Apercebemo-nos das coisas quando há alguma mudança. É normal e até natural. A rotina, o hábito, tudo isso leva a que dispersemos a atenção, que os nossos gestos sejam como que mecanizados. Por força da repetição, reagimos em vez de agirmos. O gesto aparece sem passar por aquele que tomamos como centro motor do nosso corpo: ao contrário da acção, a reacção dispensa o pensamento. Ele, sem reparar nisso, já não era ele há muito tempo. Deu-se conta disso no dia em que teve de se despedir dela para se ausentar durante o fim-de-semana. Contas bem feitas, despedia-se por um dia. Saía na sexta-feira à noite e regressaria ao início da tarde de domingo. Bastou. Ali estava aquele homem, o mesmo tronco e os mesmos membros. Um pescoço delgado suportava a cabeça que, noutros dias, os gestos ignorariam. Havendo uma radiografia, ela haveria de confirmar os ossos todos na disposição esperada. O sistema respiratório mantinha-se inalterado, assim como o sistema digestivo e o nervoso central. Só aquele homem, até esse momento convencido, como toda e qualquer pessoa que o olhasse ou o conhecesse intimamente, que era o mesmo, saberia dizer que não era. Saberia dizer, mas ficaria confuso e impotente quando o tentasse explicar. Quando o tentasse perceber, até. Nessa altura era a cabeça que fazia por gerir os gestos, articular as palavras, coordenar tudo aquilo que o ramerame quotidiano lhe roubava das responsabilidades. A confusão foi inevitável: os braços faziam os movimentos de alguém que não era ele, a boca enchia-se de palavras que não lhe saíam, ou que saíam aos soluços, imperceptíveis. A cabeça perguntava-se
- Que gesto hei-de fazer? Como o faria ele habitualmente?
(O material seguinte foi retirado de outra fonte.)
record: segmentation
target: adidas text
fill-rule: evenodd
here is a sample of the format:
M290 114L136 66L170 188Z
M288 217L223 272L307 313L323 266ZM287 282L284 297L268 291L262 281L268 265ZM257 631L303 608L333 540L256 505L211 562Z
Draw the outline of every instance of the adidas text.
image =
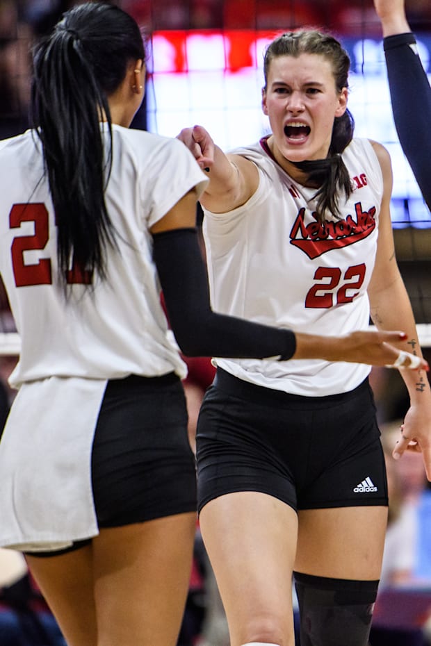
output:
M370 491L377 491L377 488L375 486L374 483L370 477L366 478L362 482L353 489L355 493L367 493Z

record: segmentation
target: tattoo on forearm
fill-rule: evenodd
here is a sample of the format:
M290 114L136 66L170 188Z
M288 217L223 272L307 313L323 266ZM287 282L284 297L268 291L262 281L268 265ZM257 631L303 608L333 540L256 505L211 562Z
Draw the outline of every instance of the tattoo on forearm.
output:
M417 355L418 353L416 351L416 347L417 345L418 345L418 342L416 341L416 339L410 339L409 341L407 341L407 345L409 345L412 347L411 351L412 354ZM416 390L418 391L419 392L423 392L423 391L425 390L425 381L421 371L418 372L418 376L419 381L416 381L416 383L415 383Z

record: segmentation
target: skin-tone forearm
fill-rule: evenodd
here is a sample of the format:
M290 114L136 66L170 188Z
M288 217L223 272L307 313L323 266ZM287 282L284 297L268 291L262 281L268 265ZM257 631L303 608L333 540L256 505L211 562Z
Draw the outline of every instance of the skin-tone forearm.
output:
M393 307L394 302L397 304L396 308ZM390 290L384 290L375 295L371 315L373 322L379 329L393 329L395 324L401 326L406 331L407 338L399 344L400 348L416 356L422 356L410 301L400 276ZM423 370L402 370L401 375L412 404L421 402L425 392L428 393L427 397L430 396L430 383Z
M320 336L295 332L296 350L293 359L321 358L327 361L346 361L354 363L368 363L389 366L398 358L398 346L404 345L405 334L402 332L368 330L351 332L344 336ZM406 356L405 365L410 365L411 354ZM422 358L419 367L429 369ZM417 374L417 370L407 370Z
M374 6L382 23L384 38L411 31L404 0L374 0Z

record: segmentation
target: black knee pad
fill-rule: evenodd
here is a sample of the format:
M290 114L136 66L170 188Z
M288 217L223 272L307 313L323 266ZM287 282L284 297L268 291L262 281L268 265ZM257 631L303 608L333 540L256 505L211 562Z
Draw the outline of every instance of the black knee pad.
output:
M367 646L378 581L294 576L301 646Z

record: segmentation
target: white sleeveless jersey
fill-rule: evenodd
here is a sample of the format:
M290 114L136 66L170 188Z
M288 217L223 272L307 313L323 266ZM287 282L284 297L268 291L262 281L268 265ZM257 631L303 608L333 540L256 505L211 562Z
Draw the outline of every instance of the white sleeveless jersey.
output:
M329 215L322 224L313 215L316 189L295 182L262 143L231 152L254 162L259 184L242 206L204 212L213 308L314 334L366 329L383 192L369 141L355 139L343 154L354 190L340 204L341 219ZM322 360L215 363L253 383L313 397L351 390L370 372L362 364Z
M149 232L188 190L204 185L184 144L113 126L106 201L119 251L108 249L108 279L96 279L94 289L72 276L69 300L56 280L54 213L34 133L0 147L0 274L22 343L12 384L49 376L184 376L167 333Z
M107 135L106 135L107 137ZM58 284L56 228L34 133L0 142L0 273L21 336L0 442L0 545L60 549L98 533L91 482L106 381L186 367L170 340L149 229L207 179L181 142L113 127L107 280ZM106 139L108 142L108 139Z

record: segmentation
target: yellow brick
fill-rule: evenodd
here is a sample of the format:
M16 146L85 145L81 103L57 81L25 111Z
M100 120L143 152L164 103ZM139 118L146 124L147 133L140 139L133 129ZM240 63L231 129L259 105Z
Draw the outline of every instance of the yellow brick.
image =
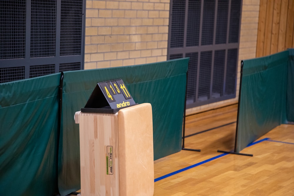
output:
M151 52L152 56L161 56L162 55L162 50L161 49L153 49Z
M156 18L159 17L159 11L149 11L148 13L149 18Z
M86 9L88 9L89 8L92 8L92 1L86 1Z
M147 48L147 42L136 43L136 50L146 49Z
M142 25L150 26L153 24L153 19L142 19Z
M101 26L105 25L105 19L103 18L92 19L91 25L93 26Z
M135 65L141 65L146 63L146 58L138 58L135 59Z
M99 10L99 17L100 18L111 18L111 11L106 10Z
M130 41L131 42L141 41L141 35L131 35L130 36Z
M112 35L111 36L105 36L105 43L116 43L117 42L118 36Z
M128 58L129 53L129 52L128 51L123 51L122 52L118 52L117 59Z
M122 60L116 60L110 61L110 67L120 67L123 66Z
M146 34L147 33L146 26L138 26L136 28L136 33L137 34Z
M92 6L93 8L105 9L106 7L106 1L93 1Z
M85 45L89 44L91 43L91 36L86 36L85 37Z
M91 26L91 19L86 19L86 26Z
M117 26L118 24L117 19L105 19L106 26Z
M135 43L125 43L123 44L123 50L133 50L136 48Z
M160 11L159 17L168 18L169 17L169 12L168 11Z
M122 51L123 50L123 43L116 43L111 45L111 51Z
M141 51L135 50L130 51L130 58L138 58L141 56Z
M90 62L90 57L91 56L91 55L89 54L85 54L85 62Z
M118 19L118 25L119 26L129 26L131 24L130 19Z
M167 26L163 26L158 27L158 32L163 33L168 33L168 27Z
M85 46L85 53L92 53L97 52L97 45L86 45Z
M154 9L154 4L153 3L144 3L143 4L143 9L153 10Z
M158 42L158 48L167 48L167 41L161 41Z
M131 25L141 26L142 25L142 19L131 19Z
M147 57L146 58L146 63L152 63L157 62L157 58L156 57Z
M157 62L160 62L162 61L165 61L166 60L166 56L162 56L157 57Z
M125 27L125 34L136 34L136 27Z
M125 14L126 18L136 18L137 17L136 10L128 10Z
M123 66L127 66L129 65L133 65L135 64L135 59L128 59L124 60L123 61Z
M98 28L98 35L110 35L111 27L102 27Z
M129 9L131 8L131 2L119 2L119 9Z
M111 34L112 35L123 34L124 28L123 27L113 27L111 29Z
M154 4L154 9L164 10L165 4L156 3Z
M88 9L86 11L86 18L97 18L98 17L98 10Z
M147 42L147 48L148 49L157 48L157 42L150 41Z
M103 36L92 36L91 37L91 43L104 43L105 37Z
M103 53L95 53L91 54L91 61L103 61L104 55Z
M147 33L158 33L158 27L157 26L148 26Z
M105 52L110 51L110 44L98 44L98 52Z
M110 67L110 61L103 61L97 62L97 68L106 68Z
M130 36L121 35L118 36L117 43L125 43L130 42Z
M117 58L117 53L116 52L107 52L104 53L104 60L106 61L116 59Z
M142 50L141 52L141 56L142 57L151 56L152 56L152 51L151 50Z
M118 2L112 1L106 1L106 8L107 9L118 9Z
M84 65L85 69L92 69L97 68L97 63L96 62L85 63Z
M148 11L138 10L137 11L137 18L146 18L148 16Z
M113 18L123 18L124 17L124 10L112 10Z
M164 24L163 19L154 19L153 24L154 25L163 25Z
M87 35L96 35L98 34L97 27L86 27L85 34Z
M151 34L143 34L141 36L142 41L151 41L152 40L152 35Z
M131 8L132 9L138 10L143 9L143 3L140 2L132 2Z

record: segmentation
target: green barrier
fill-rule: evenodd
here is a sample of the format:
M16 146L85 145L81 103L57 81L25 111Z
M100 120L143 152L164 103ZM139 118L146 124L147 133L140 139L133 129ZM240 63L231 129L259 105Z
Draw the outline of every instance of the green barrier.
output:
M84 106L97 82L121 78L136 103L151 104L155 160L181 150L188 61L64 73L59 158L62 195L80 188L78 125L74 115Z
M287 119L294 122L294 49L289 49L287 85Z
M237 152L275 127L287 123L288 54L286 51L243 61Z
M3 195L58 192L60 74L0 84L0 187Z

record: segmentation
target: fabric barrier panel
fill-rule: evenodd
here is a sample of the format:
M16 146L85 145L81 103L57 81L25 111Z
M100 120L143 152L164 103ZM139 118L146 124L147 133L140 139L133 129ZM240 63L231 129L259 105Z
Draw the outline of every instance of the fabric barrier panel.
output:
M294 49L289 49L287 85L287 119L294 122Z
M136 103L151 104L154 160L181 150L188 61L185 58L64 72L59 158L61 195L80 187L78 125L75 124L74 116L85 106L98 82L121 78Z
M57 73L0 84L3 195L51 196L57 192L60 77Z
M287 123L288 53L286 51L243 61L238 152L275 127Z

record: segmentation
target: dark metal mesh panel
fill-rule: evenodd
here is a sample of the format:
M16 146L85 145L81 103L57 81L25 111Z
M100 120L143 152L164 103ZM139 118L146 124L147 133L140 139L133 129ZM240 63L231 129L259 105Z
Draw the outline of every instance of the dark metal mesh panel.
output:
M184 47L186 1L173 1L170 46L171 48Z
M81 69L81 63L64 63L59 65L59 72L66 71L79 70Z
M200 53L198 87L198 100L200 101L206 100L210 98L212 58L212 51L205 51Z
M228 0L218 1L217 18L216 19L216 44L226 43L228 9Z
M204 1L201 40L202 46L213 43L215 3L215 0Z
M0 83L24 79L24 67L0 68Z
M187 103L189 104L195 103L196 101L198 53L187 53L186 57L190 58L188 67L187 84Z
M82 0L61 1L61 56L81 54L82 11Z
M54 65L30 66L30 78L45 76L55 73Z
M232 0L231 3L229 32L229 43L237 43L238 41L241 1L240 1Z
M211 95L213 98L218 98L223 96L225 60L225 50L215 51L212 94Z
M171 54L169 56L169 59L170 60L183 58L183 54Z
M0 59L24 58L26 1L0 1Z
M226 95L234 94L235 93L238 55L238 49L237 48L228 50L228 62L227 63L225 90Z
M197 46L199 45L201 1L189 0L188 4L186 46Z
M56 1L32 0L31 57L54 56L56 31Z

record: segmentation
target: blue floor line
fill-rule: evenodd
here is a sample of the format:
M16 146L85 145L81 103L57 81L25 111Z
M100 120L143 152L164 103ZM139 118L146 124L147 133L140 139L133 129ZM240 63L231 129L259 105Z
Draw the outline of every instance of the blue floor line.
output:
M255 142L253 142L252 143L251 143L248 144L248 145L247 146L247 147L248 146L250 146L255 144L256 144L260 143L260 142L263 142L263 141L264 141L268 140L270 138L265 138L264 139L263 139L262 140L260 140L257 141ZM168 177L169 177L170 176L171 176L172 175L175 175L175 174L178 174L182 172L183 172L184 171L186 171L186 170L188 170L189 169L191 169L191 168L195 167L198 166L198 165L202 165L202 164L203 164L206 163L207 163L208 162L209 162L209 161L213 160L214 160L215 159L216 159L218 158L220 158L220 157L223 157L225 155L227 155L228 154L227 153L223 153L222 154L220 155L218 155L218 156L214 157L212 158L211 158L210 159L207 159L206 160L203 161L199 162L198 163L196 163L196 164L194 164L194 165L192 165L188 166L186 167L185 167L184 168L183 168L183 169L181 169L180 170L178 170L177 171L175 171L173 172L172 172L171 173L170 173L168 174L166 174L166 175L164 175L162 176L161 177L158 177L157 178L155 178L155 179L154 179L154 182L157 182L157 181L158 181L159 180L162 180L163 179L164 179L164 178L166 178Z
M280 141L277 141L276 140L268 140L268 141L270 142L279 142L280 143L283 143L284 144L294 144L294 143L291 142L282 142Z

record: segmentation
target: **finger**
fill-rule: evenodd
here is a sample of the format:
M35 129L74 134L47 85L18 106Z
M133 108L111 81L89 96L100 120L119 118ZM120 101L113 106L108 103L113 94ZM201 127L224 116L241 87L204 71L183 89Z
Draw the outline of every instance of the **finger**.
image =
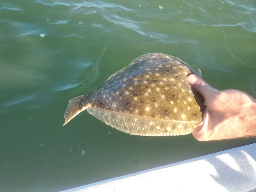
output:
M213 95L215 94L218 91L194 75L191 74L188 76L187 80L192 88L200 93L205 100L212 97Z

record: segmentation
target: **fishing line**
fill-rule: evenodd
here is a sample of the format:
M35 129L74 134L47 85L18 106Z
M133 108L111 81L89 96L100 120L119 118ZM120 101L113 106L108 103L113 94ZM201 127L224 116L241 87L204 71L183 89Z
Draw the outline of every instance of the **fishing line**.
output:
M232 53L231 53L231 52L230 52L230 51L229 51L229 50L228 49L228 45L227 44L227 42L226 42L226 38L225 38L225 34L224 34L224 29L223 28L223 26L222 25L222 23L221 23L221 12L222 12L222 5L221 5L221 0L220 0L220 25L221 25L221 28L222 28L222 30L223 31L223 36L224 37L224 41L225 41L225 44L226 45L226 47L227 47L227 49L228 49L228 52L229 52L229 53L230 53L230 55L231 55L233 57L234 57L235 59L236 59L238 61L242 63L243 63L243 64L244 64L245 65L247 65L248 67L251 67L252 68L254 68L254 69L256 69L256 68L254 67L252 67L252 66L249 65L247 65L247 64L246 64L245 63L244 63L244 62L240 61L235 56L233 55L232 54Z

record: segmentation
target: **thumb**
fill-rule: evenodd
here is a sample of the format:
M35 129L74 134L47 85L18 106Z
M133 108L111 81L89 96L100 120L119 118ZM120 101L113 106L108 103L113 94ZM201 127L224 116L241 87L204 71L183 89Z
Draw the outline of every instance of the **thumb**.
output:
M188 84L200 93L205 100L212 97L216 93L216 89L212 88L207 83L194 75L190 75L187 77L187 79Z

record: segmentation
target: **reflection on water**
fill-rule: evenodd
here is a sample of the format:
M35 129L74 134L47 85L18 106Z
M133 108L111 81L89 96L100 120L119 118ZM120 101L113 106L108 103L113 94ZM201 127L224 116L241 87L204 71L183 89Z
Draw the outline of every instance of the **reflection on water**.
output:
M251 140L131 136L86 113L62 126L70 99L149 52L256 98L256 70L230 55L221 28L230 52L256 67L256 3L220 2L2 1L0 191L58 191Z

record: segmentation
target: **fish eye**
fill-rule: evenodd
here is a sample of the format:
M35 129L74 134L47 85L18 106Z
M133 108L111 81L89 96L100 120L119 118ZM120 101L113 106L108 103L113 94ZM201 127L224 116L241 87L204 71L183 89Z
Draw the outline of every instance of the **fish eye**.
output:
M164 113L167 113L169 111L169 110L167 109L164 109Z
como se tivesse, ela própria, uma outra cabeça. O homem que ali estava
- Eu... que... não sei...
continuava a não conseguir escolher as palavras que lhe pertenciam e a imitar os gestos que já tinha visto em qualquer lado. Não fazia sentido para ninguém que ele dissesse que não se sentia o mesmo, sem o conseguir explicar.
- Anda daí, deixa-te de coisas.
Ninguém lhe estranhava os movimentos, só ele os sabia mais pesados que de costume, só ele conseguia descortinar aquela lentidão maior nas acções. Aquele atraso que um gesto pensado tem obrigatoriamente que ter, por mais rápido que seja o pensamento.
A mudança faz-nos bem, faz-nos olhar para dentro. Conhecemo-nos melhor na mudança: do que somos capazes, do que não somos. Não fosse aquela despedida e o homem que ali se encontrava de pé, parado, alheio a tudo o que o rodeava, continuaria a pensar que era o mesmo. Ou continuaria a não pensar, melhor dizendo, assumindo-se como o mesmo.
Demorou aquele fim-de-semana a reencontrar os seus gestos e as suas palavras. A espontaneidade. Voltou a encontrar-se quando a reencontrou. Diferente, mas ele.